In this example, the custom fetcher performs two actions:

  1. Launches a media player to start playing the audio stream.

  2. Filters the associated SMIL document via the XSLT file smil-anchors.xsl.

31.3.4. The Advent of Feed Readers

When I implemented the emacspeak-websearch and emacspeak-url-template modules, Emacspeak needed to screen-scrape HTML pages to speak the relevant information. But as the Web grew in complexity, the need to readily get beyond the superficial presentation of pages to the real content took on a wider value than eyes-free access. Even users capable of working with complex visual interfaces found themselves under a serious information overload. This led to the advent of RSS and Atom feeds, and the concomitant arrival of feed reading software.
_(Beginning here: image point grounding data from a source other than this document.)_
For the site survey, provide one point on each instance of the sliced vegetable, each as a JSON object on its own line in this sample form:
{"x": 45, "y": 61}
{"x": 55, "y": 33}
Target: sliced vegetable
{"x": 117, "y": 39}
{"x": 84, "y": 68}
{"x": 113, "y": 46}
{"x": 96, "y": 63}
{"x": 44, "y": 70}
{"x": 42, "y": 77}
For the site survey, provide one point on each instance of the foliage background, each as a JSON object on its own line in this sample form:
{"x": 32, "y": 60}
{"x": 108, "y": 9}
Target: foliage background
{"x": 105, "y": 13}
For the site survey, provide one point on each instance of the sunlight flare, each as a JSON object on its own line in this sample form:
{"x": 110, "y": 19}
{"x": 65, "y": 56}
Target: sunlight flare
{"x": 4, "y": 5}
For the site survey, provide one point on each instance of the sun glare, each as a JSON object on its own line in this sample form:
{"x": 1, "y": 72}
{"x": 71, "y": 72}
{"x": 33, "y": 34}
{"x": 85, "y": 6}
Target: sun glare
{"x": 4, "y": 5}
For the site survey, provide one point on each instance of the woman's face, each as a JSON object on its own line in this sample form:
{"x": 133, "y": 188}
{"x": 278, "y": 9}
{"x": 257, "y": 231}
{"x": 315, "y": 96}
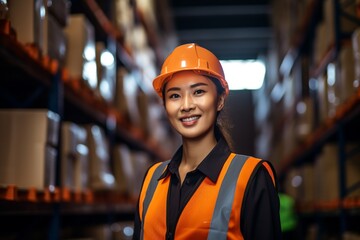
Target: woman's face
{"x": 192, "y": 103}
These developments have had a very positive effect on the Emacspeak code base. During the past few years, the code has become more beautiful as I have progressively deleted screen-scraping logic and replaced it with direct content access. As an example, here is the Emacspeak URL template for retrieving the weather for a given city/state:

	(emacspeak-url-template-define
	 "rss weather from wunderground"
	 "http://www.wunderground.com/auto/rss_full/%s.xml?units=both"
	 (list "State/City e.g.: MA/Boston") nil
	 "Pull RSS weather feed for specified state/city."
	 'emacspeak-rss-display)

And here is the URL template for Google News searches via Atom feeds:

	(emacspeak-url-template-define
	 "Google News Search"
	 "http://news.google.com/news?hl=en&ned=tus&q=%s&btnG=Google+Search&output=atom"
	 (list "Search news for: ") nil "Search Google news."
	 'emacspeak-atom-display )


					    

Both of these tools use all of the facilities provided by the emacspeak-url-template module and consequently need to do very little on their own. Finally, notice that by relying on standardized feed formats such as RSS and Atom, these templates now have very little in the way of site-specific kluges, in contrast to older tools like the Yahoo! Maps wizard, which hardwired specific patterns from the results page.